Le rapport a livré une « conclusion claire », a abondé jeudi le ministre britannique des Affaires étrangères, Boris Johnson, exhortant la Russie « à cesser de couvrir son abject allié et tenir son propre engagement, qui est de s'assurer que les armes chimiques ne soient plus jamais utilisées ». Londres a par ailleurs avancé hier que le Conseil de sécurité de l'ONU devait imposer des sanctions à la Syrie. « Une réponse internationale forte est désormais essentielle pour demander des comptes aux responsables de l'attaque de Khan Cheikhoun », a déclaré à des journalistes l'ambassadeur britannique à l'ONU, Matthew Rycroft. « Il appartient maintenant au Conseil de sécurité d'agir en lien avec ces conclusions et de rendre justice », a-t-il ajouté, assurant que Londres était en pourparlers avec Washington sur un projet de résolution imposant des sanctions à la Syrie. Une telle mesure ferait toutefois probablement l'objet d'un veto de la Russie, alliée du président Bachar el-Assad.
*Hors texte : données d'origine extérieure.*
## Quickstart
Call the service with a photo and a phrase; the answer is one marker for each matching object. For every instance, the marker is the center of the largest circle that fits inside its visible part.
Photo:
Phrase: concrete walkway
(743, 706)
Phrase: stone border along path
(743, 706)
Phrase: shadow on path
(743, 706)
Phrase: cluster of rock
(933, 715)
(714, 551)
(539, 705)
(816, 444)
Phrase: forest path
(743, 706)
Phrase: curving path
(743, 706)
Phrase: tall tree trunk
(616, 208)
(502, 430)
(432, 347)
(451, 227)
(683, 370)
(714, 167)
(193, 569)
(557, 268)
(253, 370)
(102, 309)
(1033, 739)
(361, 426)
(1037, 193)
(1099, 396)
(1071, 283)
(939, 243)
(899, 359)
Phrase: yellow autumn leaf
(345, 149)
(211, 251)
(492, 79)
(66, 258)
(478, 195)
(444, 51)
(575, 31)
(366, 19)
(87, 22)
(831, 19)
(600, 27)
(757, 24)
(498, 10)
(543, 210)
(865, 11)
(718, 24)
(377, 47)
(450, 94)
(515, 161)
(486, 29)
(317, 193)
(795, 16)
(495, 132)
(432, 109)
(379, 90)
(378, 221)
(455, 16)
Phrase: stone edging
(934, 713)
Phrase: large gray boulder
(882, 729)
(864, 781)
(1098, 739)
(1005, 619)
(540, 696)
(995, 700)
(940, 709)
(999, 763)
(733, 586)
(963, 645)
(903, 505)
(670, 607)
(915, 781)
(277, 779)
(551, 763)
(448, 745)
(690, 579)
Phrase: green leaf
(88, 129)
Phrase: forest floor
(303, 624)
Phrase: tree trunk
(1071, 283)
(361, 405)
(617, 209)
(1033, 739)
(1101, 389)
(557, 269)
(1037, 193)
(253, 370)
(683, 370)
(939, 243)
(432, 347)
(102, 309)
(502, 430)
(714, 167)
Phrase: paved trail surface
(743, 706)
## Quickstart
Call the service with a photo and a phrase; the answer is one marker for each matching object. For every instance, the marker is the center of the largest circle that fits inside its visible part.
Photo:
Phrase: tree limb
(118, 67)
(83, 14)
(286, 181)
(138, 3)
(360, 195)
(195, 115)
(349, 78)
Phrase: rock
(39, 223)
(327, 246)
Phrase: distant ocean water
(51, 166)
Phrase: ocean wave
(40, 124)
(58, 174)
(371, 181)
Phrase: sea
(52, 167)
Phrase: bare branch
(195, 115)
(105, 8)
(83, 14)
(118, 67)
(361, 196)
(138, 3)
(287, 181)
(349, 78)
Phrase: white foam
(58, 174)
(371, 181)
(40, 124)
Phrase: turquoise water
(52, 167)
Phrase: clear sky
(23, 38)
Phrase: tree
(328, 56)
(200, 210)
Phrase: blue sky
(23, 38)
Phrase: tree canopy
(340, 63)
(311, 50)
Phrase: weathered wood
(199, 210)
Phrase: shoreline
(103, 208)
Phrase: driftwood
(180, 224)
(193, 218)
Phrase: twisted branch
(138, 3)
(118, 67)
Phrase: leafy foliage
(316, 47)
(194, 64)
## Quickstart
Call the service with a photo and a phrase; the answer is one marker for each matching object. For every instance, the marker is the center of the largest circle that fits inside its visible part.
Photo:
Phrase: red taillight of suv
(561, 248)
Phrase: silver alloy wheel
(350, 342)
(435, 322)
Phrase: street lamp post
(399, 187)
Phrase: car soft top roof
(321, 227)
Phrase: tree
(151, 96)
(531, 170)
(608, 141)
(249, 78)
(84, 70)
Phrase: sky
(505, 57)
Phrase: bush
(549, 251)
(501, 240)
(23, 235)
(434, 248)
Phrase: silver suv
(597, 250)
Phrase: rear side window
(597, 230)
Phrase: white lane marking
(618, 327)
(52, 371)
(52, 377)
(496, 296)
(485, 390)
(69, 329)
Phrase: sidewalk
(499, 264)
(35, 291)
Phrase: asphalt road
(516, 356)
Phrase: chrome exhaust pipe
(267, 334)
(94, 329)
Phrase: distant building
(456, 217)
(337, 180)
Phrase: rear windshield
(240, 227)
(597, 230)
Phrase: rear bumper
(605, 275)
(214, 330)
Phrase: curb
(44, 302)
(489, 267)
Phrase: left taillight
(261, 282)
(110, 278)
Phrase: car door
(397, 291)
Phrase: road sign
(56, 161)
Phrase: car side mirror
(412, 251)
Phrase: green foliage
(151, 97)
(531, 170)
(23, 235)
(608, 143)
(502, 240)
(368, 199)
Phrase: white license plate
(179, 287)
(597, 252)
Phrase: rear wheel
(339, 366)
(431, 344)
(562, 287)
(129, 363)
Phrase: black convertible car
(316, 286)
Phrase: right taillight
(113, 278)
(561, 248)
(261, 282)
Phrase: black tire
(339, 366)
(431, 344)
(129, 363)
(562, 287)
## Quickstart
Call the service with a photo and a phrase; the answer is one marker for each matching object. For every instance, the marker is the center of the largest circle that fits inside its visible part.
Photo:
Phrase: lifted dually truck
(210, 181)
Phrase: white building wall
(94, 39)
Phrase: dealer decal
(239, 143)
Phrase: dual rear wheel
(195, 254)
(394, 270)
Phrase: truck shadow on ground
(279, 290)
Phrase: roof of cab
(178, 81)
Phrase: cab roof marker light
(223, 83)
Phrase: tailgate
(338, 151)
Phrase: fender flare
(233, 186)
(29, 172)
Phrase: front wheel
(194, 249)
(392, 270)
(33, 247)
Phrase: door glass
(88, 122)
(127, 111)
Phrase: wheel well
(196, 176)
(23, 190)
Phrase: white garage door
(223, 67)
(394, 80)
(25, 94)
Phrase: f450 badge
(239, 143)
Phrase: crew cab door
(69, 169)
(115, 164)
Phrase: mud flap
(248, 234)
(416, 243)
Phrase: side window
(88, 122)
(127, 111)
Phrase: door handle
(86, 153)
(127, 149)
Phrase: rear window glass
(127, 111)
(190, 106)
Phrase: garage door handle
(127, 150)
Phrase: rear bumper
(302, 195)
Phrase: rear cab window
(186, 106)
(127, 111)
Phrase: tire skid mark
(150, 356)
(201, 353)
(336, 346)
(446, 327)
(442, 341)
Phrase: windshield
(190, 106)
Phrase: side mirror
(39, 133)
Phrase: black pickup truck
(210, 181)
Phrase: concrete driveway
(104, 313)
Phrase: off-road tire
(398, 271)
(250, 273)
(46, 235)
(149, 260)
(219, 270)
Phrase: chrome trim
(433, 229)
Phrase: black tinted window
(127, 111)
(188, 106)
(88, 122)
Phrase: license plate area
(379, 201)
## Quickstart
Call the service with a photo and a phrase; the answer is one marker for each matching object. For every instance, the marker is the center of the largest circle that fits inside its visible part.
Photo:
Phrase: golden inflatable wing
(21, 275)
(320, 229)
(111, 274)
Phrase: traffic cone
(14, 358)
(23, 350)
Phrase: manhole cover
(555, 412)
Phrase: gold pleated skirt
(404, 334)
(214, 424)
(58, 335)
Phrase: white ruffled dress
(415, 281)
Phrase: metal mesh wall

Quelques heures avant les conclusions des experts de l'ONU, le secrétaire d'État américain Rex Tillerson avait affirmé que le régime de Damas n'avait « pas d'avenir », un message qui avait rarement été aussi clair. « Nous ne pensons pas qu'il y ait un avenir pour le régime Assad et la famille Assad », a déclaré M. Tillerson jeudi à Genève où il a rencontré l'émissaire des Nations unies pour la Syrie, Staffan de Mistura. « Je pense l'avoir dit à plusieurs occasions. Le règne de la famille Assad arrive à sa fin, la seule question qui reste est de savoir comment cela sera provoqué », a poursuivi le chef de la diplomatie américaine. L'ambassadeur russe aux Nations unies, Vasily Nebenzia, a rétorqué dès jeudi que « nous ne devrions pas anticiper l'avenir, le futur seul sait ce qui attend chacun ».
Le rapport des experts de l'ONU et les propos de M. Tillerson ont éclipsé l'annonce par Staffan de Mistura d'un nouveau cycle de pourparlers sur la Syrie à partir du 28 novembre à Genève, sous l'égide de l'ONU. Staffan de Mistura a déjà organisé sept sessions de discussions entre le régime syrien et l'opposition sans parvenir à surmonter le principal obstacle qui concerne le sort de Bachar el-Assad.